LP (Linear programming, linear programming) is an optimization method in which both the objective function and the constraint function are linear functions of the vector variable, and the LP problem can be described as:
Min x
S.T.
A x B
Aeq x=beq
VLB x vub
Where b,beq are vectors, A,aeq are matrices, and x is vector variables.

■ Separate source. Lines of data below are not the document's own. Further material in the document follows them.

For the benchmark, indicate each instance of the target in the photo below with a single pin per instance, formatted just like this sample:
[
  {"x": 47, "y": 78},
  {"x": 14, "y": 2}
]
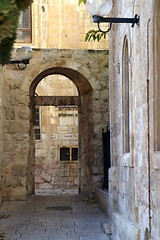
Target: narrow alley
[{"x": 55, "y": 217}]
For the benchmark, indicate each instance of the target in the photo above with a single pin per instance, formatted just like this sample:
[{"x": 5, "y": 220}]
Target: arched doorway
[
  {"x": 56, "y": 138},
  {"x": 83, "y": 101}
]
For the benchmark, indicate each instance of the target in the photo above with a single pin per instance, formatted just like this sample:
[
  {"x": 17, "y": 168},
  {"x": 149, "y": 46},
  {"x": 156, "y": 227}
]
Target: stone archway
[{"x": 84, "y": 103}]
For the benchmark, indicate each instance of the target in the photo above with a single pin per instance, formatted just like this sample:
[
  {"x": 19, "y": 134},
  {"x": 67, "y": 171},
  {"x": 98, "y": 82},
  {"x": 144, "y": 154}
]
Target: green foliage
[
  {"x": 9, "y": 17},
  {"x": 6, "y": 46},
  {"x": 23, "y": 4},
  {"x": 94, "y": 35},
  {"x": 82, "y": 1}
]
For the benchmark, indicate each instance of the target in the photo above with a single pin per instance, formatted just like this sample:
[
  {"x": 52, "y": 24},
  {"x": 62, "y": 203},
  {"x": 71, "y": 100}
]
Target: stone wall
[
  {"x": 133, "y": 176},
  {"x": 62, "y": 25},
  {"x": 88, "y": 71},
  {"x": 58, "y": 129}
]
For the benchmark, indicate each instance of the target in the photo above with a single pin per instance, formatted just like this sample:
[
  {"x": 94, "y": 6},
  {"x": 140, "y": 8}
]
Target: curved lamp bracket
[
  {"x": 98, "y": 20},
  {"x": 109, "y": 28}
]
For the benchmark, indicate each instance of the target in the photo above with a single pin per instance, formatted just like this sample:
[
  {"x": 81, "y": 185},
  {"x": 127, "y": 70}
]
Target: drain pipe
[{"x": 148, "y": 136}]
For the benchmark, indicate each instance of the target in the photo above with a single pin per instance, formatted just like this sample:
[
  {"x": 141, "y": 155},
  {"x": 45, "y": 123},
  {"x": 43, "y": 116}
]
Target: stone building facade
[
  {"x": 56, "y": 146},
  {"x": 20, "y": 99},
  {"x": 57, "y": 35},
  {"x": 134, "y": 190}
]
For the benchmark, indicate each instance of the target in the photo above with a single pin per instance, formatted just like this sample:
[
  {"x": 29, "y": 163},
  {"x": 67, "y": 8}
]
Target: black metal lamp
[
  {"x": 25, "y": 54},
  {"x": 100, "y": 8}
]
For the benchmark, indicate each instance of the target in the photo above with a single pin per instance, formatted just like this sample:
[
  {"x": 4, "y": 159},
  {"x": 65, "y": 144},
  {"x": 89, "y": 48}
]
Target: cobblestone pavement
[{"x": 56, "y": 217}]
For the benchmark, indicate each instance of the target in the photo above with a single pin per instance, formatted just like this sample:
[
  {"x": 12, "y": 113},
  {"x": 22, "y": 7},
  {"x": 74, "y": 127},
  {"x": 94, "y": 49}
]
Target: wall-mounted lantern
[
  {"x": 25, "y": 54},
  {"x": 101, "y": 8}
]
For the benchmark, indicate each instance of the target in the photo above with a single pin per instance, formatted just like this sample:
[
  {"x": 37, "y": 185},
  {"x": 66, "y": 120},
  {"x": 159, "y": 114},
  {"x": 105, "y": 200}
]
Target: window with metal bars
[
  {"x": 37, "y": 129},
  {"x": 68, "y": 154}
]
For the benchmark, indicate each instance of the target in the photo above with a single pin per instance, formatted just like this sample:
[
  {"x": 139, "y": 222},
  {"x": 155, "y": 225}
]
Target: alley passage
[{"x": 56, "y": 217}]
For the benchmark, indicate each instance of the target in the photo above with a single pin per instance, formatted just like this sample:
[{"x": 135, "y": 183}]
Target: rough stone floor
[{"x": 56, "y": 217}]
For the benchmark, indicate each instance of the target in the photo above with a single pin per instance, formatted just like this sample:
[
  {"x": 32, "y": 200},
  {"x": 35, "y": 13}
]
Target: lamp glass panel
[
  {"x": 25, "y": 53},
  {"x": 99, "y": 7}
]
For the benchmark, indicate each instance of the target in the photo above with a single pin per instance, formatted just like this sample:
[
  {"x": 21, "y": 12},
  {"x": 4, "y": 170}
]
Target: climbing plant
[
  {"x": 92, "y": 34},
  {"x": 9, "y": 17}
]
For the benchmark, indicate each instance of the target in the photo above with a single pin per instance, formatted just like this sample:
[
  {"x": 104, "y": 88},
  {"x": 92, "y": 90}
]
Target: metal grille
[{"x": 59, "y": 208}]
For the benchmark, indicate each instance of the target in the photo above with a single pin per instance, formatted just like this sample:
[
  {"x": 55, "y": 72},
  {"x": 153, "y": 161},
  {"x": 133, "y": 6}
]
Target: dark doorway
[{"x": 106, "y": 156}]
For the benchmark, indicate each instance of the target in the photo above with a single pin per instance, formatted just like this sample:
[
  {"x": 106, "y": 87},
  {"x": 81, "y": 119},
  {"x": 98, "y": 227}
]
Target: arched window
[{"x": 125, "y": 98}]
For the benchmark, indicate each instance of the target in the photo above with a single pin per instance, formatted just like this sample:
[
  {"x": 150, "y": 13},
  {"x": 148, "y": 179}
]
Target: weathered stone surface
[{"x": 20, "y": 161}]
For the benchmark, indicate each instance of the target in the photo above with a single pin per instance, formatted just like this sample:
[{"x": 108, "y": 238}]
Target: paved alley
[{"x": 57, "y": 217}]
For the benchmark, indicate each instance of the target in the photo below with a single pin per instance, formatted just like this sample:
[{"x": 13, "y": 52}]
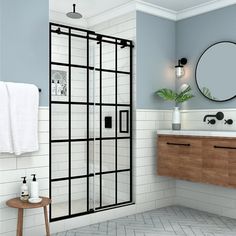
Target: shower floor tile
[{"x": 168, "y": 221}]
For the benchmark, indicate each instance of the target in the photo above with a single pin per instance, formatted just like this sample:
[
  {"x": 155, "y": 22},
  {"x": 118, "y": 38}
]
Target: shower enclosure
[{"x": 90, "y": 122}]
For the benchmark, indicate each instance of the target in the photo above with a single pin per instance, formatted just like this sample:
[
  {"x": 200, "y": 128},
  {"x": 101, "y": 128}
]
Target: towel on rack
[
  {"x": 24, "y": 102},
  {"x": 5, "y": 127}
]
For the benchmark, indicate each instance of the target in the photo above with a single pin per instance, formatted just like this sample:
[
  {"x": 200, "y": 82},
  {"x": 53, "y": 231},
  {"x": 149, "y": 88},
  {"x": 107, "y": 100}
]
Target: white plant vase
[{"x": 176, "y": 119}]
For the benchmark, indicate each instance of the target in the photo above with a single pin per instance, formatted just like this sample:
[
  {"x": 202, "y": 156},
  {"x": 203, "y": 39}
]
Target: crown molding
[
  {"x": 140, "y": 5},
  {"x": 203, "y": 8},
  {"x": 112, "y": 13},
  {"x": 155, "y": 10}
]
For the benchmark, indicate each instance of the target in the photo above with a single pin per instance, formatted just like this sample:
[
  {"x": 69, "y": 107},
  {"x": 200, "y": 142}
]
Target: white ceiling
[
  {"x": 89, "y": 8},
  {"x": 179, "y": 5}
]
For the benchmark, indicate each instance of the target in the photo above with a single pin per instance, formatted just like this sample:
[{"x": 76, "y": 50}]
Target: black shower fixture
[
  {"x": 124, "y": 43},
  {"x": 74, "y": 14}
]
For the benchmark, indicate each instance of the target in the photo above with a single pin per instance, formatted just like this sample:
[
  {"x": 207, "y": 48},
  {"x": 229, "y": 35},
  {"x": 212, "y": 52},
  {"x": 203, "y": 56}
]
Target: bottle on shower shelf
[
  {"x": 59, "y": 88},
  {"x": 34, "y": 191},
  {"x": 54, "y": 88}
]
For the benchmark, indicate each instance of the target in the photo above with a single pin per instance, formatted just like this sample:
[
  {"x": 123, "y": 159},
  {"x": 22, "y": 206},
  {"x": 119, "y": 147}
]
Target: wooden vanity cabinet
[
  {"x": 200, "y": 159},
  {"x": 179, "y": 157}
]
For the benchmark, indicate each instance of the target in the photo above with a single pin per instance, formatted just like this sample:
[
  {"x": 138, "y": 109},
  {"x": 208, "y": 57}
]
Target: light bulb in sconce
[{"x": 179, "y": 69}]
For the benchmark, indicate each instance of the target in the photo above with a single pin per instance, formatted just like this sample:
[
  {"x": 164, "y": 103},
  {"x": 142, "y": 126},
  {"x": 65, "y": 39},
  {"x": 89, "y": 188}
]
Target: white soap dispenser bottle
[
  {"x": 24, "y": 193},
  {"x": 34, "y": 188}
]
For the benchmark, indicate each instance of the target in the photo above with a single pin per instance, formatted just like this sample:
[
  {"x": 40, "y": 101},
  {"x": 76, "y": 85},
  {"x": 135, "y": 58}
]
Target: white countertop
[{"x": 211, "y": 133}]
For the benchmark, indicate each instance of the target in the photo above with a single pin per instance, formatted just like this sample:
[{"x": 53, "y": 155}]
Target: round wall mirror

Matrices A and B are coefficients of linear inequality constraints,
Aeq and beq are equations.
Constraint conditions
The coefficients.
In MATLAB, the solution function for LP is LINPROG. Its invocation format is:
[X,fval,lambda]=linprog (f,a,b,aeq,beq,vlb,vub,x0,options)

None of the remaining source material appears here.